Jeremy Chapman, a project engineer contacted by Davis Shorr, has a LinkedIn profile indicating he is a “Senior Traffic Operations Engineer, Vulnerable Road Users Expert, AV/CV Researcher, Ethicist, and Expert Witness” in Terra Haute, Ind. (Facebook)

Some on the council say they have heard from local supporters of the road diet; citizens who, they claim, are afraid to speak out publicly due to the hostility they say others bring to the debate.

Some on the council argue emotion has no place in deciding the future of Stanley St. They’re right: financial decisions based on emotion rarely turn out well. Facts and evidence alone should govern any financial decision made by a legal body such as the city council so the decision can withstand scrutiny.

Beduhn has presented options for the roadway. Data and studies have been provided and are publicly available on the city’s website.

But it’s done little to change the minds of the council majority, and some have announced they have new evidence, new experts, and new testimony prepared for Tuesday’s final meeting on the issue. One such expert is Jeremy Chapman, a project engineer in Indiana who admits he has not studied the corridor in person.

Chapman even took to a conversation on Facebook on May 12 to say the city’s engineer wasn’t an expert and, despite Beduhn’s months-long compilation of information from traffic studies, bike counts, and WisDOT claims he provided residents with inaccurate information. After Wiza stepped into the conversation to defend Beduhn, Chapman removed the remarks from social media.

Despite all the evidence presented thus far, many elements related to Stanley St. have gone undiscussed. Current uses of Stanley St. involve frequent logging trucks and emergency vehicles, and daily semi-truck deliveries and heavy equipment traffic to the businesses which call it home. Irregular events, such as the biannual fly-in at the Stevens Point Municipal Airport, place an additional 5,000-8,000 motorists on the roadway in a single day.

Future use of the road has also been, largely, glossed over. A rental complex on the former Division St. Kmart lot is expected to bring an additional 400 residents, plus visitors, to an area not far from Stanley St., putting additional traffic strain on all local roads.

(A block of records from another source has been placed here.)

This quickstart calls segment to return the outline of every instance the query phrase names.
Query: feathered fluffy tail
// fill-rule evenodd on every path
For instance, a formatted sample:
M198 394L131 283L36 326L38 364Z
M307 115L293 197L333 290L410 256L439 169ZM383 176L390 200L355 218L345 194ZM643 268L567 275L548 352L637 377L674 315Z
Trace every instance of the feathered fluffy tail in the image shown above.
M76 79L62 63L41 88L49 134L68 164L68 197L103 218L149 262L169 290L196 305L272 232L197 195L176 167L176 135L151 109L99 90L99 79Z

The new Breast Care Center at St. Michael’s Hospital, with a parking lot entrance on Stanley St., opens this fall and is expected to treat thousands of patients annually, some of whom will utilize Stanley St.

Stanley St. is also expected to support thousands of extra vehicles daily while traffic is rerouted during this summer’s roundabout construction one exit to the north.

Combine the changes we know are coming with tourism numbers from the Stevens Point Area Convention & Visitors Bureau, which recently reported an almost three percent increase in tourism from 2016 to 2017, with visitors to the community spending over $128 million in the area last year alone. While it’s not realistic to believe all of those visitors used Stanley St., it’s reasonable to assume at least some of them did: Partner’s Pub, Rock-n-Roll Cafe, the Stevens Point Municipal Airport and Jordan Park all draw visitors to the community.

Stanley St. is not a neighborhood street: it an arterial roadway into Stevens Point, a growing city which saw record growth in 2017.

If city council members are to truly represent their constituents, they will stop pouring more gasoline on this fire and simply send the issue to a referendum. Let the voters speak.

It is more than just a simple re-striping of lanes at stake here: it is the fragile public trust placed by voters in those who represent them on the council. Once that is broken, it can take years to rebuild.